Les salariés de l'usine Cargill à Haubourdin (Nord) sont inquiets, 129 emplois sur les 300 que compte l'entreprise sont menacés. Travailleurs "indispensables" durant la crise sanitaire, ils produisaient des poches de glucose pour les hôpitaux. Deux mois plus tard, colère et déception dominent.
À Haubourdin, dans la métropole lilloise, la colère monte dans l'usine du leader mondial de l'agroalimentaire Cargill. Depuis novembre 2019, l'entreprise est sous le coup d'un plan social qui supprimerait près de la moitié des 330 emplois actuels.
Une décison incompréhensible pour le syndicat majoritaire, car "l'activité y est rentable". "Notre cabinet de projection qui a été mandaté par le CSE a démontré, dans son expertise, que l'usine était plus que rentable", insiste Dorian Vallois, le secrétaire général CGT de l'usine auprès de France 2.
"Le site d'Haubourdin est structurellement déficitaire" selon la direction
En novembre dernier, le géant américain annonce sa volonté de fermer la moitié de l'usine, soit la suppression de 183 emplois. Selon la direction, "le site d'Haubourdin est structurellement déficitaire depuis des années", une position bien différente de celle des salariés.L'entreprise annonce un plan de sauvegarde de l'emploi (PSE), mais tout de même 129 suppressions de postes sont entérinées, soit près de la moitié de l'effectif. Les ouvriers se sont notamment mis en grève pour dénoncer ces décisions.
Des salariés mobilisés pendant la crise du coronavirus
Aujourd'hui encore, il est difficile pour les salariés d'entendre une telle décision, surtout après leur production durant la crise sanitaire. Actifs durant toute la période du confinement, certains employés sont même revenus sur leur temps de congés pour produire des poches de glucose à destination des hôpitaux."On nous a annoncé que nous étions une société indispensable dans le cadre de la crise sanitaire, puisque nous étions les seuls à fabriquer ce produit.
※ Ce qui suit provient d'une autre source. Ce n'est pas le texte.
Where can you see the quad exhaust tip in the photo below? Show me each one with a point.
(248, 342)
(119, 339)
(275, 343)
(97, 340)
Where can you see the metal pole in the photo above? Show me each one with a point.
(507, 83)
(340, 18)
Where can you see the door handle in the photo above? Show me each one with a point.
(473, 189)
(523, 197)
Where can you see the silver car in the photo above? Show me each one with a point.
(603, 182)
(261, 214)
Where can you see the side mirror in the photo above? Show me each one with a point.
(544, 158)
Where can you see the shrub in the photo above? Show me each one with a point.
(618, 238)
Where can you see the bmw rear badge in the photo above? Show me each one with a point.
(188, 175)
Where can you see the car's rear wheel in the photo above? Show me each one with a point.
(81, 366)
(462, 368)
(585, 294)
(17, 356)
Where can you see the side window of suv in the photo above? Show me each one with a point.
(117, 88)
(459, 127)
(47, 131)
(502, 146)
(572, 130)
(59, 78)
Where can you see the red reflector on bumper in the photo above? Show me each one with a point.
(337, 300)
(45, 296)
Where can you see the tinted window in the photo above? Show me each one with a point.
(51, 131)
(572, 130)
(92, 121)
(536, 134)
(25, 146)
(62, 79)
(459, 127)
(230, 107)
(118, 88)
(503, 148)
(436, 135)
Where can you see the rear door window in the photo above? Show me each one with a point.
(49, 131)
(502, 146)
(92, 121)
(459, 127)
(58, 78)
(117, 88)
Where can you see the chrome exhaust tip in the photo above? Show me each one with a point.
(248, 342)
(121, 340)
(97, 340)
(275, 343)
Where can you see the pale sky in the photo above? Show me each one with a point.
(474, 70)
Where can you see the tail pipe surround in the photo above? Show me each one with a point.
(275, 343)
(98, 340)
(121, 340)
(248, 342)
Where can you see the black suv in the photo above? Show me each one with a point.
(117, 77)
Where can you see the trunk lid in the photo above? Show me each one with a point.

On a travaillé à l'effort de guerre, et pourtant on va être licenciés", se désolé Jean-Luc Butez, du syndicat CGT.
Laurent Baudens, salarié depuis 17 ans dans l'usine Cargill, travaille dans l'unité menacée de fermeture. Pour lui et sa famille, c'est l'inquiétude qui domine : "On a un salaire pour cinq. Comment va-t-on faire ? Comment va-t-on payer notre maison, les factures ? On réfléchit à vendre la maison et à partir en location."
Une réunion de "concertation", mais pas d'avancée
Les salariés en appellent désormais au gouvernement pour sauvegarder l'emploi à Haubourdin. Le 16 juillet, une réunion s'est tenue à la préfecture du Nord avec les syndicats et des élus régionaux pour convaincre le géant américain de l'agroalimentaire. La contre-expertise apportée par les syndicats ne semble pas avoir convaincu, malgré le soutien des élus."Notre priorité a été de refuser ce PSE, maintenir l'emploi sur le site. Mais on a bien compris que nous ne faisions pas le poids face à une entreprise mondiale, même avec les élus locaux", admet Yannick Rabaey, de la CGT Cargill Haubourdin.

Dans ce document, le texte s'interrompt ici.